Most people are not very good at taking compliments. We like to get them, no doubt, but, then, we don’t know what to do. The appropriate response is a simple, “Thank you. That’s very kind of you to say.” Instead, we make statements like, “This old thing? I’ve had this dress forever,” or “Nah, it’s not a big deal. I always make banana bread from scratch at four in the morning.”
Why do we do this? Why do we minimize praise?
On the other hand, we often fall short in the compliment-giving area. There is nothing wrong with praising someone for doing a good job. We need to compliment each other a whole lot more than we do. If your co-worker has a nice new haircut, tell her. If your son took the time to iron his wrinkled shirt, tell him he looks nice even if he only ironed the cuffs and the collar. Maybe he’ll iron the entire shirt next time. Again, it’s important to understand the effect of praise. Research has proven that praise, as opposed to criticism, leads to more of the positive behavior.
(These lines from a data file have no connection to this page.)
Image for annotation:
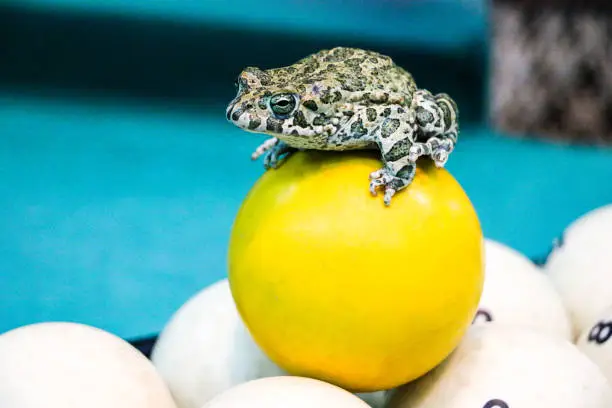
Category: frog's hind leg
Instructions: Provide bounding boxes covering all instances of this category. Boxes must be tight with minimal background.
[411,90,459,167]
[370,110,419,206]
[430,92,459,167]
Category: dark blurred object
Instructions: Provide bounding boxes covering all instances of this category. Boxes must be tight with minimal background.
[130,335,158,358]
[490,0,612,145]
[0,2,485,125]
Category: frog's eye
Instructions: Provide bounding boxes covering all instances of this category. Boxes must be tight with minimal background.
[268,93,298,118]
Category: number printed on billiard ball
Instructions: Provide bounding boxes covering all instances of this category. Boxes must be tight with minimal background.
[483,399,509,408]
[588,320,612,345]
[472,309,493,324]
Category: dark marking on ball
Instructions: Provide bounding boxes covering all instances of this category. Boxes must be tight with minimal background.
[472,309,493,324]
[588,320,612,344]
[483,399,509,408]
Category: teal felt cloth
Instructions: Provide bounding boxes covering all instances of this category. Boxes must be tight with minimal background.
[1,0,611,340]
[2,95,611,339]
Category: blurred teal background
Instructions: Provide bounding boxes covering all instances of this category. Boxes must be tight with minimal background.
[1,0,611,340]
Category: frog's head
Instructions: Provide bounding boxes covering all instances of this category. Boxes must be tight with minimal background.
[226,66,341,143]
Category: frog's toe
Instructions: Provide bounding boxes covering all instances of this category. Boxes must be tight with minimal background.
[369,169,386,181]
[408,143,428,162]
[383,187,396,206]
[263,151,280,169]
[368,168,394,198]
[432,149,449,168]
[251,137,279,161]
[260,141,296,170]
[369,178,383,196]
[369,163,416,205]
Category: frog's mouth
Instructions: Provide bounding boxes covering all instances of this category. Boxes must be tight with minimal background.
[225,100,240,122]
[226,101,248,126]
[226,102,268,134]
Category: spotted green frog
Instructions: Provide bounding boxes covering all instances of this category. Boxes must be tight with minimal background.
[226,47,459,205]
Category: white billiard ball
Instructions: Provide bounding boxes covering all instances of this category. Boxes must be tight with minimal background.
[576,303,612,383]
[0,322,177,408]
[544,204,612,339]
[472,239,571,340]
[387,325,612,408]
[202,376,370,408]
[150,279,385,408]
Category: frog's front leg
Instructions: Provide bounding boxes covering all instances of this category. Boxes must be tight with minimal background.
[427,137,455,167]
[407,142,432,162]
[369,160,416,206]
[251,137,279,160]
[251,137,297,170]
[369,115,418,206]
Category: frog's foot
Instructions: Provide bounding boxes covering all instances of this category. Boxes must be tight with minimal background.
[432,149,449,168]
[262,140,297,170]
[413,89,459,168]
[430,138,455,168]
[368,163,416,206]
[408,142,432,162]
[251,137,279,161]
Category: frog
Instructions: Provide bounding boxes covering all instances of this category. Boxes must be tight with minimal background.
[225,46,459,206]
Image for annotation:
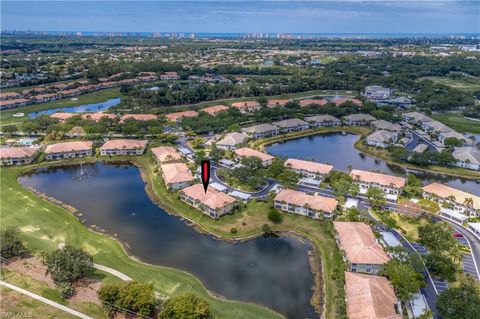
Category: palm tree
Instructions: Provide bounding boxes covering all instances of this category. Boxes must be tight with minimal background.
[463,197,474,208]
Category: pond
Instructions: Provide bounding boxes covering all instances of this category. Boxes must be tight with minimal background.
[266,132,480,195]
[19,162,316,319]
[28,98,121,118]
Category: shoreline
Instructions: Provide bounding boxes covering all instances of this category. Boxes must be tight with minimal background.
[16,158,324,319]
[253,126,480,181]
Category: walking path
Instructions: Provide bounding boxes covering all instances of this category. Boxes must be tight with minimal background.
[93,263,132,281]
[0,280,95,319]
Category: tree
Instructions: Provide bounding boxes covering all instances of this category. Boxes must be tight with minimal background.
[403,174,423,198]
[436,278,480,319]
[366,187,386,210]
[208,145,224,162]
[159,293,212,319]
[418,222,460,259]
[268,209,283,224]
[43,246,94,298]
[0,226,27,260]
[425,251,457,281]
[325,171,354,197]
[98,281,158,318]
[382,259,425,301]
[277,170,299,189]
[444,137,463,148]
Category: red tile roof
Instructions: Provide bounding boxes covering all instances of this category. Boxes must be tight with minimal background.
[350,169,406,188]
[345,272,400,319]
[49,112,75,121]
[0,146,39,159]
[234,147,274,162]
[333,222,389,265]
[161,163,194,184]
[151,146,182,162]
[275,189,338,213]
[100,139,147,150]
[285,158,333,175]
[81,113,117,121]
[267,99,290,108]
[45,141,92,154]
[181,183,236,210]
[202,105,229,116]
[165,110,199,122]
[299,99,327,107]
[120,114,157,122]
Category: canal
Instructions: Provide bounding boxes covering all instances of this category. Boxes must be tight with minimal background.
[19,162,316,319]
[266,132,480,195]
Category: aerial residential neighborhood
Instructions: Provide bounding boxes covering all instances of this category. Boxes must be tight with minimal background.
[1,2,479,319]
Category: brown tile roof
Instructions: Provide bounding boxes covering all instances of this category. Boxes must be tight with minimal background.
[423,182,480,210]
[0,146,40,159]
[267,99,290,108]
[350,169,406,188]
[161,163,194,185]
[181,183,236,210]
[285,158,333,175]
[299,99,327,107]
[100,139,147,150]
[345,272,400,319]
[234,147,274,162]
[202,105,229,115]
[81,113,117,121]
[231,101,261,112]
[275,189,338,213]
[45,141,92,154]
[151,146,182,162]
[49,112,75,121]
[120,114,157,122]
[333,222,390,265]
[0,92,21,99]
[165,110,199,122]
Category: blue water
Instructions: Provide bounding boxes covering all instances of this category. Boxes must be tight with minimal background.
[19,163,316,319]
[266,132,480,195]
[28,98,121,118]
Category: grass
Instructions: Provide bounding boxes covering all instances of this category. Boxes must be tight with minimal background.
[419,76,480,93]
[0,162,283,319]
[0,286,78,319]
[163,89,359,112]
[249,125,372,151]
[1,154,347,318]
[0,88,122,126]
[354,138,480,180]
[431,112,480,134]
[1,268,108,318]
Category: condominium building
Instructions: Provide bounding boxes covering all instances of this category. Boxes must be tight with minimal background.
[100,139,148,156]
[274,189,338,218]
[180,183,237,219]
[45,141,93,160]
[334,222,390,274]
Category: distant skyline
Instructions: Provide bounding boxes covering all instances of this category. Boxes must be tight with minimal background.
[2,1,479,34]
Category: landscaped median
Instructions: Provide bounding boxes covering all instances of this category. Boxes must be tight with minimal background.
[0,160,283,319]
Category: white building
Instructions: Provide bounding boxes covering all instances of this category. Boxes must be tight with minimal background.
[45,141,93,160]
[365,130,398,148]
[350,169,406,201]
[241,123,279,139]
[304,115,341,127]
[342,114,376,126]
[216,132,248,150]
[272,118,309,133]
[452,146,480,170]
[274,189,338,218]
[362,85,393,100]
[284,158,333,181]
[423,182,479,217]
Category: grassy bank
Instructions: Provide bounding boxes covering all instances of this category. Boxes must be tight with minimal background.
[0,88,122,126]
[137,155,345,318]
[0,161,283,319]
[431,113,480,134]
[419,76,480,93]
[354,139,480,180]
[249,125,372,150]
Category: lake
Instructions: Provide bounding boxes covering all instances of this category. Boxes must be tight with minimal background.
[19,162,316,319]
[28,98,121,118]
[266,132,480,195]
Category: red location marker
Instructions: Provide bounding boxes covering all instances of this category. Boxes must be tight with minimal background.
[201,160,210,193]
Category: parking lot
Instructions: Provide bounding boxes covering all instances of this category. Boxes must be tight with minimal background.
[462,253,480,281]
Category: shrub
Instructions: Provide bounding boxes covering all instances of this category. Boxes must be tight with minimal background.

I’m on this tip because I was a weather-proofer for most of my life. When you weather proof a home, you go through it looking for every thing that’s wrong. You find windows that don’t seal properly. You check to ensure there’s enough insulation in the attic. You look for light seeping through cracks around the entry doors; an indication you need to add weather stripping. You pore over every square foot to see where you’re losing energy.
In my advancing age, LOL, I’ve learned it’s just as important to look at the good things in my home. It’s beneficial to my mind and spirit to notice what is working properly. This applies to homes…and relationships.
We need to seek balance between the praise we give our loved ones and the criticism we hurl at them. We need to spend much more time talking about what’s working properly in our relationships.
I’ve come to believe that people are like my sports watch. It’s inexpensive and the design is simple. However, it’s much more complicated than it appears. Whenever, I travel outside my time zone, I try to change the time on the face of the watch. Invariably, I forget the peculiar combination of buttons I must push to change the time. I get mad at the watch and yell at it. I tell the watch it’s wrong and I’m going to replace it. Sometimes, I hit the watch.
It doesn’t change.
In order to get the watch to change on the outside, I must change the inside. I can’t do that by randomly pushing buttons. I have to push the right buttons, in the right order. Once, I get into the “heart” of the watch, I change the “behavior” of the watch. In other words, it responds favorably to my wishes.
I react the same way and I suspect you do, too. If someone says the right thing in the right way to me, I’m willing to help them. I want to help them. Yelling or hitting me doesn’t make me want to do anything but leave.
Perhaps this works for everyone. Maybe if we show each other more appreciation, we’ll get along better. I’m willing to try. Are you?